Monday's talk by the writer Ann Wroe on her latest literary biography, Being Shelley, was a sell-out. And those purchasing their tickets were more than satisfied: i.e. engrossed and exhilarated!
Speaking as one with a fair working knowledge of Shelley's poetry, but who for reasons of temperament has never been especially drawn, I have to admit to being riveted by Ann's exposition of her book and its extraordinary subject - that passionate mercurial Romantic poet, who for four intense and intensive years had cast such a spell over his biographer.
The product of that spell is a meticulously researched and eloquently presented study - not so much of the poet's life per se, but rather the soul, mind and imagination of the man: in short his being.
Trying to write (or talk!) about anyone's thought and feeling is difficult enough, but to convey a personality as complex, elusive, fluid and rarefied as Shelley's is a near miracle. And somehow Ann Wroe achieved just that. I suppose it is all a matter of scholarship being wedded to ardour.
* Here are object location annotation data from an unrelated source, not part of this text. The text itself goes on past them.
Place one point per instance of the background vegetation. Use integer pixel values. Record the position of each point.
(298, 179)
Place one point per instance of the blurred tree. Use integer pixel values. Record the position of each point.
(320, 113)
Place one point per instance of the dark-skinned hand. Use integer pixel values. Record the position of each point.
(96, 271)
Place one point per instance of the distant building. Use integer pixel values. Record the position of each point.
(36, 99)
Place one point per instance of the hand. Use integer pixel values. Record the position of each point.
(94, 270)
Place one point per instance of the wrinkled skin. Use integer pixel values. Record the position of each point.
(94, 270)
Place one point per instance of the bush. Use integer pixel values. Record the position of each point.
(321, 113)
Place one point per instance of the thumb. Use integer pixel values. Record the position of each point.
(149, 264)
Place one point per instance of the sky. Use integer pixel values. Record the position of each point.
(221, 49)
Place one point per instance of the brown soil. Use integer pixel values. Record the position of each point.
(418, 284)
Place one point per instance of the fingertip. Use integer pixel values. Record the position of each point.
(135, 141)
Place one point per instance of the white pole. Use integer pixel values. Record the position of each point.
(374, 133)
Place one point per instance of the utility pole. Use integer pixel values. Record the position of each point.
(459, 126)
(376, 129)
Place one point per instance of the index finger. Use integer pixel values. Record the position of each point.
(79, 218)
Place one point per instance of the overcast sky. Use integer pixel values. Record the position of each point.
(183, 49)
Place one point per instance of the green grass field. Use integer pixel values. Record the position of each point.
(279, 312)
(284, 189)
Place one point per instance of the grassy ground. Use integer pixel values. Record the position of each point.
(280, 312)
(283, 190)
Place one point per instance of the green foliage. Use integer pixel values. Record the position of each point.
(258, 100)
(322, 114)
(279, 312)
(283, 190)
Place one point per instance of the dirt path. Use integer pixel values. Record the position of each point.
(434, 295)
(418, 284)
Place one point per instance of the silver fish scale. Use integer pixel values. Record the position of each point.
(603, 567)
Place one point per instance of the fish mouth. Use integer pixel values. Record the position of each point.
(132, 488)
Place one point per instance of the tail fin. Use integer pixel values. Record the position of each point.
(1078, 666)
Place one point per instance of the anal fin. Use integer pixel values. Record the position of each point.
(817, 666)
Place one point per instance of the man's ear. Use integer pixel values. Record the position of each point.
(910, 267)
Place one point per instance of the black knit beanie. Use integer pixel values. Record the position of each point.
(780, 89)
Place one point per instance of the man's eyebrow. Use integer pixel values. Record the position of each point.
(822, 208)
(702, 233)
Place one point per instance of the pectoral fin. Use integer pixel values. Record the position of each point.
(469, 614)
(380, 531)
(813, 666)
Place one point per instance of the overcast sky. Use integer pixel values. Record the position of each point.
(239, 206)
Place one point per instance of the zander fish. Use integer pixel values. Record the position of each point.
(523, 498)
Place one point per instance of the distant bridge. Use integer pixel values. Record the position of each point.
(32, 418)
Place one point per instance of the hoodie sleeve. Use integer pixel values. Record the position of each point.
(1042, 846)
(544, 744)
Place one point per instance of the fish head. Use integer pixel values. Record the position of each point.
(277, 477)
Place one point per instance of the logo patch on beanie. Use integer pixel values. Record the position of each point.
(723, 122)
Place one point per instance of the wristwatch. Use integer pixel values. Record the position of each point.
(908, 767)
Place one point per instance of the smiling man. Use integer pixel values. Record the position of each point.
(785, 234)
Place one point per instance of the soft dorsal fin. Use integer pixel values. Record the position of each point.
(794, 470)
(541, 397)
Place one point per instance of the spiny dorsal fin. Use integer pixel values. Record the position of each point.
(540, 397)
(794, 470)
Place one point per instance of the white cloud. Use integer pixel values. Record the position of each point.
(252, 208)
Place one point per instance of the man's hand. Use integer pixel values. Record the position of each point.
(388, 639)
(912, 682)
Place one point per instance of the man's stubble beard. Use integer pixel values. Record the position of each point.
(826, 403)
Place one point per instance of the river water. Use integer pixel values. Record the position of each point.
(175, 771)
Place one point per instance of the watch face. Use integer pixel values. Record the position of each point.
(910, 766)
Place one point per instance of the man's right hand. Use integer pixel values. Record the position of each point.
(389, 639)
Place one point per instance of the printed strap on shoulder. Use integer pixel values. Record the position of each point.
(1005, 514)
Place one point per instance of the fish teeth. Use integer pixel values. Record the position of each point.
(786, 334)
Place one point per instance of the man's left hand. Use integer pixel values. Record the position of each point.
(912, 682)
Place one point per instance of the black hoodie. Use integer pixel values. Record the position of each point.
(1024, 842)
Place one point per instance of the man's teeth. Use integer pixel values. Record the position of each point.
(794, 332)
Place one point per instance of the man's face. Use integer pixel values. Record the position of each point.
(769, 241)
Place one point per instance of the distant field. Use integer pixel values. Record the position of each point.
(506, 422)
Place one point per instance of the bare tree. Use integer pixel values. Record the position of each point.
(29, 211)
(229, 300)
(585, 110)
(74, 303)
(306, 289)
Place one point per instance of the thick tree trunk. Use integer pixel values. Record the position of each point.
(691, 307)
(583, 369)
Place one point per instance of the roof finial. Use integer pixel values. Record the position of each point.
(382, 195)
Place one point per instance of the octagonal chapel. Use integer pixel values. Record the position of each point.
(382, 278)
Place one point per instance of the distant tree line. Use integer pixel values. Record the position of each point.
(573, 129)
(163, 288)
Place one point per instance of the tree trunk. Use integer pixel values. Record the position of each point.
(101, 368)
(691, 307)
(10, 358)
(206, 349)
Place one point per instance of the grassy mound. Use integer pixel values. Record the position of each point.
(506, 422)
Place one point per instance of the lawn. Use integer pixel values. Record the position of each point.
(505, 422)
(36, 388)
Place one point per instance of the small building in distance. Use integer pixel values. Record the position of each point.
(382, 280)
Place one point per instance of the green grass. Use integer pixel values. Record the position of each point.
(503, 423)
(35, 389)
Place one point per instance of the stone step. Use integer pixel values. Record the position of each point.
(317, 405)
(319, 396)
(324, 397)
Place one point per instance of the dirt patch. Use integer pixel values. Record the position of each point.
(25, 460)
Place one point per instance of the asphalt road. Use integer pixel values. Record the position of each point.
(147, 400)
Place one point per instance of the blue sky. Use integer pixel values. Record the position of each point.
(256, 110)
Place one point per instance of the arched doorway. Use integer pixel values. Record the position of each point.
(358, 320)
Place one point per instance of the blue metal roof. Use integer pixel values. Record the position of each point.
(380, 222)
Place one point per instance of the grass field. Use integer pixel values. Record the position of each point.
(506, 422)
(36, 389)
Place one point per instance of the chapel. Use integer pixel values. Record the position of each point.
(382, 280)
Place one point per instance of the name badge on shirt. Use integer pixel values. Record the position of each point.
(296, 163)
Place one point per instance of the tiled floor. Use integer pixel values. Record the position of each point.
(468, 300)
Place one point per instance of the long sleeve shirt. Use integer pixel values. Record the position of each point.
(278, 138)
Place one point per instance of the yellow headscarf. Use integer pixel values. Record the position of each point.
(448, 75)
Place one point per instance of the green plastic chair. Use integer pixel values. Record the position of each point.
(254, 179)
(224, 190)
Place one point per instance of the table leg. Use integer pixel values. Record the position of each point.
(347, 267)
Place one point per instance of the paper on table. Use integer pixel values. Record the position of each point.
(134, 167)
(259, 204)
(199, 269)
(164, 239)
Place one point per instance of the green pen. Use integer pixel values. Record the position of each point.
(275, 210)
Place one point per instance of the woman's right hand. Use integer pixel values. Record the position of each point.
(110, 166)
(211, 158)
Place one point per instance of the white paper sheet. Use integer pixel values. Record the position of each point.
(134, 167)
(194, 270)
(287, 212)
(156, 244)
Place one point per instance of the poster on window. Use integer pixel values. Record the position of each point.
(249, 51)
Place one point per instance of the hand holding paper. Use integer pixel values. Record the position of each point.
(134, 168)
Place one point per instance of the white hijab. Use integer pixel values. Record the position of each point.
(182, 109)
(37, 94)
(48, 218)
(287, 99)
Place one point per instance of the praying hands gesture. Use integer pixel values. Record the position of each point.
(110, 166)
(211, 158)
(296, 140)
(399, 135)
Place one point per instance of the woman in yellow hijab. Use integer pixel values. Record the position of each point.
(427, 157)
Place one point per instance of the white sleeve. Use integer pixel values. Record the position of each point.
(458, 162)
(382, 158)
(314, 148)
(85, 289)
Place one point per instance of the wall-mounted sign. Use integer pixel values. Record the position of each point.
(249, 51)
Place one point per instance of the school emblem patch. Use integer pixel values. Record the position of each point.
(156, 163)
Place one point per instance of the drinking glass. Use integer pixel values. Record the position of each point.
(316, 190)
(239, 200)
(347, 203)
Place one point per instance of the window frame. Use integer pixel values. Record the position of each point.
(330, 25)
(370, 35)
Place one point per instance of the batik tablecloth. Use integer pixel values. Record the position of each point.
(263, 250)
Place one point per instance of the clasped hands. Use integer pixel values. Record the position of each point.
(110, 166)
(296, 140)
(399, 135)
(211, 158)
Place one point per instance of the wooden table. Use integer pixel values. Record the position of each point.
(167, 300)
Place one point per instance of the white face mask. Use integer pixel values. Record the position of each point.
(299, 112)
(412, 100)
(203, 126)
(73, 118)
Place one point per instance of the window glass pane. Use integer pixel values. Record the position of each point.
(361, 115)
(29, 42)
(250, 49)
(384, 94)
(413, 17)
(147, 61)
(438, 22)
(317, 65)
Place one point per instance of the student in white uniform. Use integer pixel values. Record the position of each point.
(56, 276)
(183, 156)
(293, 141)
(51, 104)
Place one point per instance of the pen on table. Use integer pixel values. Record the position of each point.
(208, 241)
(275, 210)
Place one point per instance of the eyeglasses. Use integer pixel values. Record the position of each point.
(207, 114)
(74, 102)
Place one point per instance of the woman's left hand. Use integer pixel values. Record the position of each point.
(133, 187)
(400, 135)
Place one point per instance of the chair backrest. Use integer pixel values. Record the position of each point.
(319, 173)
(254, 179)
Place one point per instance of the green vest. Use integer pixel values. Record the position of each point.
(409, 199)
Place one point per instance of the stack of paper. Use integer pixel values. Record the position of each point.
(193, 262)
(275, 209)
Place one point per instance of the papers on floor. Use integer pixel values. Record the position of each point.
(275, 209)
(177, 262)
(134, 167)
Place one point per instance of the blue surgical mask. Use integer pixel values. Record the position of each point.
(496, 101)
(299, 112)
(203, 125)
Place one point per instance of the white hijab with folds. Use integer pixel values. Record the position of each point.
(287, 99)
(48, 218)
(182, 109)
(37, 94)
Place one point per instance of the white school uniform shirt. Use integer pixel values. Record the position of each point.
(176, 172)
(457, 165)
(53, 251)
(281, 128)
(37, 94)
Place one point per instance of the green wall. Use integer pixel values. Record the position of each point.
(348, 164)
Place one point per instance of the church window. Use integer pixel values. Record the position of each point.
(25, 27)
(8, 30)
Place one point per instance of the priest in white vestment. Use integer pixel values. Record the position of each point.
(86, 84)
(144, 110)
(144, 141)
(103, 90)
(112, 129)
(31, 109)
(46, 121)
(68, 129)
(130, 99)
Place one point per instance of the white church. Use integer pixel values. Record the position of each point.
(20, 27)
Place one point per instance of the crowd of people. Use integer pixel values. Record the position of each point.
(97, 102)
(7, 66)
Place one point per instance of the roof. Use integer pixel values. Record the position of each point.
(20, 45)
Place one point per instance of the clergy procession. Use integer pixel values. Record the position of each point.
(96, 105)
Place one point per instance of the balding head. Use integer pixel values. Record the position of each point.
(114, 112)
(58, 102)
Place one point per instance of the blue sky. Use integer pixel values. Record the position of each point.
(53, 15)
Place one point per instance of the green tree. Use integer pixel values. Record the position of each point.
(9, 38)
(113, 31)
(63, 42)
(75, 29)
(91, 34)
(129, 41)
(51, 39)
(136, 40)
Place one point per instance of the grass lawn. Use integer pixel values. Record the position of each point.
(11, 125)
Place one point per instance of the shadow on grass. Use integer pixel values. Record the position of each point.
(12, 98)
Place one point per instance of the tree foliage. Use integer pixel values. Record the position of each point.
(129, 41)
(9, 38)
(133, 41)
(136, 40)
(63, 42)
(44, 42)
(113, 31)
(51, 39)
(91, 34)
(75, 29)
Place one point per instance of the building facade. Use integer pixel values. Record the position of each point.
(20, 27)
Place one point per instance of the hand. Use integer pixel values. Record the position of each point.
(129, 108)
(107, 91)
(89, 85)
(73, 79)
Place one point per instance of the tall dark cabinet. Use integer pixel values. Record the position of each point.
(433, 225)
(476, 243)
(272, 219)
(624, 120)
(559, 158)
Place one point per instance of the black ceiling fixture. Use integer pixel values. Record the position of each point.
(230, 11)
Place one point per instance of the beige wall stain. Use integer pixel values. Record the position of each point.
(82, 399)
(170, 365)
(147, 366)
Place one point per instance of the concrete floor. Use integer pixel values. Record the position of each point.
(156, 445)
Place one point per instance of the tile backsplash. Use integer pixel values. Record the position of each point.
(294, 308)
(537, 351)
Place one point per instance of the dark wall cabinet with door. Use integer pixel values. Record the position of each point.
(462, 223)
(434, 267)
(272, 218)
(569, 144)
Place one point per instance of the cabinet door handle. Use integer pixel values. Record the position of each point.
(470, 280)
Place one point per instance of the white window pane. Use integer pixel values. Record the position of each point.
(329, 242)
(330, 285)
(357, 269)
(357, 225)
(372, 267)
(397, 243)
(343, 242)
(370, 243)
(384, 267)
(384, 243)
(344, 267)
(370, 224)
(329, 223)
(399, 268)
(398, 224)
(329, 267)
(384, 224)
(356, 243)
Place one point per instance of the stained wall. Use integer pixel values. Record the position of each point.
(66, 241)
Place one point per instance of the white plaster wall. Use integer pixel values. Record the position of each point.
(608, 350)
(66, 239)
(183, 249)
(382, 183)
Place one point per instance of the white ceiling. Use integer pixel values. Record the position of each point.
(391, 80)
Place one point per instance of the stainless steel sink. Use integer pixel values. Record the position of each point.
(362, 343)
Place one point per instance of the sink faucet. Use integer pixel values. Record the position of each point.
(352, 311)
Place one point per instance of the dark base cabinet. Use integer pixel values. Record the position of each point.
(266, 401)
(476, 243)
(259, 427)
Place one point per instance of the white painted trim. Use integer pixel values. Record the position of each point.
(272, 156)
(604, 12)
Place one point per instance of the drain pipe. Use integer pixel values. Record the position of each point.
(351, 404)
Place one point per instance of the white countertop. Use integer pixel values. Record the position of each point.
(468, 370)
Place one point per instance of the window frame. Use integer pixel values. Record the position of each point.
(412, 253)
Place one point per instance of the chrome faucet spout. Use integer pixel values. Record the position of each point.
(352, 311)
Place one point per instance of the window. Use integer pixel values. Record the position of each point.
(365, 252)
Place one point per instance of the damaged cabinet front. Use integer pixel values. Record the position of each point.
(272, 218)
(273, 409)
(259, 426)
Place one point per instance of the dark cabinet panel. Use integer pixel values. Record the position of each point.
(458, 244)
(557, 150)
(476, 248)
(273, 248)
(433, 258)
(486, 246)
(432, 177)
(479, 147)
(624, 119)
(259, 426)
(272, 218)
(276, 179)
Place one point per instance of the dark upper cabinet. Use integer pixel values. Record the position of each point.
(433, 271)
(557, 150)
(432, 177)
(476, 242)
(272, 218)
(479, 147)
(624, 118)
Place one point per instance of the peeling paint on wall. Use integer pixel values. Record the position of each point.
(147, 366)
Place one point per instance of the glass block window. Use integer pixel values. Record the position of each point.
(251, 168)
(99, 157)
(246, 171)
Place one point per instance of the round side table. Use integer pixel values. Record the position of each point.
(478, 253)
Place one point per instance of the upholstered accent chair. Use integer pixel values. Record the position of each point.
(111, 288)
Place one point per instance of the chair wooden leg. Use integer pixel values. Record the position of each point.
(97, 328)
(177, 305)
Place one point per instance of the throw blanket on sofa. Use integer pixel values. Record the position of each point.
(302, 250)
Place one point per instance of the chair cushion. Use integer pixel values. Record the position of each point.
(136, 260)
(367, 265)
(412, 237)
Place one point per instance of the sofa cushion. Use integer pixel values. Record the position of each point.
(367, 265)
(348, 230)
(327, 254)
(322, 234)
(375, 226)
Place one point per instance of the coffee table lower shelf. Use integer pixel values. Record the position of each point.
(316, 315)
It was exactly the fusion of those two which made the event so appreciated by the audience, whose interesting and searching questions certainly reflected their enjoyment.
Copies of Being Shelley: The Poet's Search For Himself (Hardback pub. Jonathan Cape; Paperback pub. Vintage) can be purchased/ordered from the Three Counties Bookshop who also stock other studies by Ann Wroe, notably her biography of Pontius Pilate, an absorbing work.